While the struggle for survival in the market-place might at times be fierce, it's not a free for all. Competition must remain within lawful bounds, warns FSP Business.

So if your competitor spreads misinformation against your business; markets his product as similar to or as good as yours; and misleads customers into thinking that his product is your more famous product, it's deemed unlawful competition.

The big question now is if you have any recourse?

Yes you do.

In fact, you have two options you can use to stop your rival from competing against you unlawfully

Two ways to put a stop to a rival business' unlawful competition

According to The Labour Law for Managers Loose Leaf Service, there are two options you can explore when a rival is competing against you unlawfully:

#1: Obtain an interdict: The first thing you need to do is to put a stop to your rival's unlawful activities. To do this, you'll have to get an interdict from the court restraining your rival from doing what he's been doing.

The court will grant the order if you can show that his competitive behaviour goes beyond what the law permits and threatens to cause you or your business harm.

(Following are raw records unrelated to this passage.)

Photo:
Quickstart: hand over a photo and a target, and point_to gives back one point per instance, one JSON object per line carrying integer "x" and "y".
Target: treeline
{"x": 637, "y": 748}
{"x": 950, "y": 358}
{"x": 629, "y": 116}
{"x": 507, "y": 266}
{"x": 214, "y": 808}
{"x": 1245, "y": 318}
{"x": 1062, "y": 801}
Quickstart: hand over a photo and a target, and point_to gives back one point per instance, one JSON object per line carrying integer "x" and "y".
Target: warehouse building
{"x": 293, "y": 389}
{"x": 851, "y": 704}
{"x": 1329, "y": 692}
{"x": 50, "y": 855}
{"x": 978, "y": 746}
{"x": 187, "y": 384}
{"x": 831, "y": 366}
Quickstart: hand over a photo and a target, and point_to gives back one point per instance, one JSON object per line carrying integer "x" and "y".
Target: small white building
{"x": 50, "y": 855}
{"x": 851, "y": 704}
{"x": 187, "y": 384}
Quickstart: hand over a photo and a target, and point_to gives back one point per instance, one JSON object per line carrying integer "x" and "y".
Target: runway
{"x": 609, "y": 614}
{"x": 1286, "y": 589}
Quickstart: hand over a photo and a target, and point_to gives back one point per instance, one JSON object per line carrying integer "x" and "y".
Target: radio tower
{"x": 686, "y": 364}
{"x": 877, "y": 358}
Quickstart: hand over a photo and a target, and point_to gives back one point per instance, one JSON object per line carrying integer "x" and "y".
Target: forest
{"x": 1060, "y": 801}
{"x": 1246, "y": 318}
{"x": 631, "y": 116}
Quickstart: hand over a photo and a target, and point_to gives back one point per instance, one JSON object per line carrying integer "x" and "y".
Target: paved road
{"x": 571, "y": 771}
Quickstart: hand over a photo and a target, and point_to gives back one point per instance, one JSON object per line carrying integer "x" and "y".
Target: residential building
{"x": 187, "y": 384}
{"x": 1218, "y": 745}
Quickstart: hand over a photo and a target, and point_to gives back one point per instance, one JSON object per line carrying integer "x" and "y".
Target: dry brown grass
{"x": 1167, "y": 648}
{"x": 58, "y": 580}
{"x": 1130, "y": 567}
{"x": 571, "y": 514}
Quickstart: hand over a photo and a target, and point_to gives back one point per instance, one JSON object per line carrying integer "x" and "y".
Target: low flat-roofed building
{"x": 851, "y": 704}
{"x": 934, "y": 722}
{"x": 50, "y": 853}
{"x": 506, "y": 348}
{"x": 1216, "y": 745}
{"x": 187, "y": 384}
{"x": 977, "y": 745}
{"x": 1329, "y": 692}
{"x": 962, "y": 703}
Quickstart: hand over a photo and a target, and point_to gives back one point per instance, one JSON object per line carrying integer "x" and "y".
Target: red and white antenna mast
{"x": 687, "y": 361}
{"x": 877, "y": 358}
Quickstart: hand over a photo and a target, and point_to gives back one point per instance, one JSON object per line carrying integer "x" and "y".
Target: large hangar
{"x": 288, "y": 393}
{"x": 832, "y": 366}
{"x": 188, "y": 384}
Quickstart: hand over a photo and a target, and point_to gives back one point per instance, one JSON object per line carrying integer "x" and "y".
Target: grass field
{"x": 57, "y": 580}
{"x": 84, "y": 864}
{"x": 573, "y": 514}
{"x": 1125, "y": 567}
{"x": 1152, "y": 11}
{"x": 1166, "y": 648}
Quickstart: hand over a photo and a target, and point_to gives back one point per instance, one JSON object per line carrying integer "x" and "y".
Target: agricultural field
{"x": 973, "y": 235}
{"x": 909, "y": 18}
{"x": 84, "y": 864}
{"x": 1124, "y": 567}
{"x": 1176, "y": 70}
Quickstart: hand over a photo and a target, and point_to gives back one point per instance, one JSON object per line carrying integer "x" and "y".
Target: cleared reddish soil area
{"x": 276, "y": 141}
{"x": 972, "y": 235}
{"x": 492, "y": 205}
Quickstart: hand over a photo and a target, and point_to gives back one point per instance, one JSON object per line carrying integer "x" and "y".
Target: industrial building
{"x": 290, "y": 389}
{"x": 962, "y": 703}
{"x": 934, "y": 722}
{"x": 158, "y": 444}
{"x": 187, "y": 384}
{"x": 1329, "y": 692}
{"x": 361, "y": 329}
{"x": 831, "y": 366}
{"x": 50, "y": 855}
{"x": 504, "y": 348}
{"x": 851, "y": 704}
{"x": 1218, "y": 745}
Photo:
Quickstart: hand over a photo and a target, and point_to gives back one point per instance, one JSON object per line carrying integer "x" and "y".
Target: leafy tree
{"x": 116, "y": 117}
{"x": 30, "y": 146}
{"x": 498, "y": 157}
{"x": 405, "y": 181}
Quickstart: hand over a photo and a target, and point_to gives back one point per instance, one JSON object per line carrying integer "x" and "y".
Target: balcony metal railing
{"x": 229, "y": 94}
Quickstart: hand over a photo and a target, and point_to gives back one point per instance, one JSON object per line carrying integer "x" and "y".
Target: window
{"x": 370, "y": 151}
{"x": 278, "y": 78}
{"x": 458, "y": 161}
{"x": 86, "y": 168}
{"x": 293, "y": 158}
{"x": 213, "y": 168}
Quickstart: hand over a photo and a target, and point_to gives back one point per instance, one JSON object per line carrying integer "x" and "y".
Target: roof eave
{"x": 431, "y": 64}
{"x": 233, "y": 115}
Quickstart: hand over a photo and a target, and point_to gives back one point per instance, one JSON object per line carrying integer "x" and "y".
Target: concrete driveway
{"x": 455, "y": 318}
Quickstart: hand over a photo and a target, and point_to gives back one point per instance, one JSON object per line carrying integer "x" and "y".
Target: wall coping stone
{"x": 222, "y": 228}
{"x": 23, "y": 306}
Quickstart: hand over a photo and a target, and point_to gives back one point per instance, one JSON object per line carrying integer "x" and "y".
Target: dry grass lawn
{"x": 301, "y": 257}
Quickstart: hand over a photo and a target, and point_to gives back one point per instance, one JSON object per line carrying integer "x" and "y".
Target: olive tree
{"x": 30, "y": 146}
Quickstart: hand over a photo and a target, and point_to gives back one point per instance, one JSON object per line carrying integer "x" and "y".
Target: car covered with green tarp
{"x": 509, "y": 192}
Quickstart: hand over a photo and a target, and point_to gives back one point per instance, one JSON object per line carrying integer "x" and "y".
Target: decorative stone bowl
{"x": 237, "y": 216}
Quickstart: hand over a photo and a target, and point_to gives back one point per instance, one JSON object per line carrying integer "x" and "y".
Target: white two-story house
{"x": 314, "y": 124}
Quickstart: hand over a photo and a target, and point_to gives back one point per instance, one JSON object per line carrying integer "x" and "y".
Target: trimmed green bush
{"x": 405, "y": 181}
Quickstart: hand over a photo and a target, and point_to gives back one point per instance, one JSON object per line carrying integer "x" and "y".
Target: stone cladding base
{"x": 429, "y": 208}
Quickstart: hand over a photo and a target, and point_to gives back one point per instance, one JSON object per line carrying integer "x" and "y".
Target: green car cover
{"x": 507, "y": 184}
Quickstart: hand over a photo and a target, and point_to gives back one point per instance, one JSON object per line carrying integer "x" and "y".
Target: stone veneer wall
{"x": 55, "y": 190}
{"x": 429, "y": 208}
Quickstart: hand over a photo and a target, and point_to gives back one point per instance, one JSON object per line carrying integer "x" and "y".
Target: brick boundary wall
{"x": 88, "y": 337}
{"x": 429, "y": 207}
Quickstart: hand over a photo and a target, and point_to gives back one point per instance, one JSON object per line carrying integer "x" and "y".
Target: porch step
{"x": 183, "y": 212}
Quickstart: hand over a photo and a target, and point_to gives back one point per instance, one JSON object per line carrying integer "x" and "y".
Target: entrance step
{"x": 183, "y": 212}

#2: Recover damages: Alternatively, or in addition to an interdict, you may wish to recover damages for any financial losses that your business has suffered as a result of the unlawful competition. You'll then need to prove all the elements that are required for delictual liability.

These elements include

  • Unlawful conduct (the competitive behaviour isn't merely robust or even unfair, but unlawful)
  • Fault (he's acting with deliberate intent to cause harm, or negligently, that is, he should foresee the harm)
  • Damage (financial harm to you or your business)
  • Causation (the harm is caused by the conduct about which you are complaining.

If you can prove these things, the court will order your rival to pay you compensation that will place you in the financial position you would have been in had the unlawful conduct not been committed.

Well there you have it. These are the two ways you can stop a rival company from competing against you unlawfully.